Em sociedades mais habituadas a essa convivência, é mais raro ver-se a reserva da «table for one» ser discriminada. Ao contrário, crescem em número os restaurantes que privilegiam, ou distinguem preferencialmente, a reserva da «mesa para uma pessoa». Bem haja! De qualquer forma, pedir-se uma mesa «para dois», quando já se sabe que será apenas «para um», não passa de uma inconsequente mentirinha. Pode carecer de auto-afirmação, mas facilitará a escolha de uma boa mesa. Ressalto, entretanto, a fragilidade intrínseca dessa opção, sendo, sem dúvida alguma muito mais positivo e correto a solicitação de uma mesa «para uma pessoa» , acompanhada da indicação de que se espera lhe seja reservada uma boa mesa. Imprescindível ao indivíduo que faz a sós a sua refeição insistir em que lhe seja dada uma boa mesa, sob pena de sair e procurar outro restaurante. Um mínimo de dignidade, por favor.

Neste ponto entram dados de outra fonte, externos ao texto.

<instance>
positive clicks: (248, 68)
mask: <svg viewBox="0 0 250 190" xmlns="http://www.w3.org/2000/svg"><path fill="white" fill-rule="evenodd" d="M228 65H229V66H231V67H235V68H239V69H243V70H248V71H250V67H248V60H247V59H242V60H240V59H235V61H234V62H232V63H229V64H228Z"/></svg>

b) evite, por óbvio, restaurantes ou assemelhados que dedicam maior espaço em seus menus para pratos com porções «para dois». Alguns apresentam sugestões de pratos que servem até três ou mais. Nesses locais, a escolha de um prato individual, por ser em geral limitada, apresenta constrangimentos desnecessários para quem está desacompanhado;
c) opte por comer bem e pedir um bom vinho. Esse prazer adicional o ajudará a descontrair-se;
d) em vez de sentir-se observado, passe a observar os demais à sua volta (dica pessoal minha, não penso tê-la encontrado em ´sites`, por aí). Não no sentido de bisbilhotar, ou de ouvir conversas, que na verdade não apresentam interesse, mas para exercitar sua imaginação: sobre que estarão conversando, em que situação de vida se encontram, o que fazem, o que sonham, que trajetórias vivenciais constroem;
e) leve consigo um livro ou revista, ou um pequeno bloco de notas.
Eu faço anotações no celular, mas sempre por escrito. Gravar ou usar o telefone celular para falar em restaurante, como se sabe, é muito deselegante e denuncia pouca sensibilidade convivial, para dizer o mínimo. Com o bloco de notas, pode-se ademais sempre fazer passar, ou dar a impressão, aos atendentes e aos chefes de cozinha que se trata de um comentarista, jornalista, ou crítico gastronômico—outra mentirinha implícita sem consequências, mas que pode render-lhe mais atenção e consideração pelos que estão à seu redor, como comensais, ou em serviço à sua mesa;
f) escolha um horário fora das horas «de pico». Será melhor servido, sem os constrangimentos de esperas dilatadas;
g) pessoalmente, gosto de escolher restaurantes dentro de hotéis.
Desde que sejam reconhecidamente bons restaurantes. Na maior parte das vezes, os hotéis de alguma categoria, por serem empresas maiores, têm melhores condições de lidar com produtos de qualidade e mais frescos do que restaurantes singulares que, individualmente, podem não dispor da mesma capacidade de compra. Os restaurantes de hotéis serão para muitos menos charmosos, mas se forem bem geridos, e contarem com bons chefs, as chances são de que a refeição será sempre de bom nível, enquanto que em restaurantes, nem sempre. Importante também considerar que haverá , nos restaurantes de hotéis, outras mesas com pessoas que fazem à sós a refeição, dando-nos o sentimento mais próximo de uma «comunidade».
Essas «dicas» podem multiplicar-se, conforme a hora, o local, e o tipo de indivíduo, claro. No fundo, é um campo aberto à imaginação, e é certamente mais sob esse prisma que os presentes ensaios se justificam. A propósito, acabo de mencionar um elemento que assume aqui uma centralidade evidente: a ideia de uma «comunidade», ao falarmos daqueles que fazem refeições solitárias.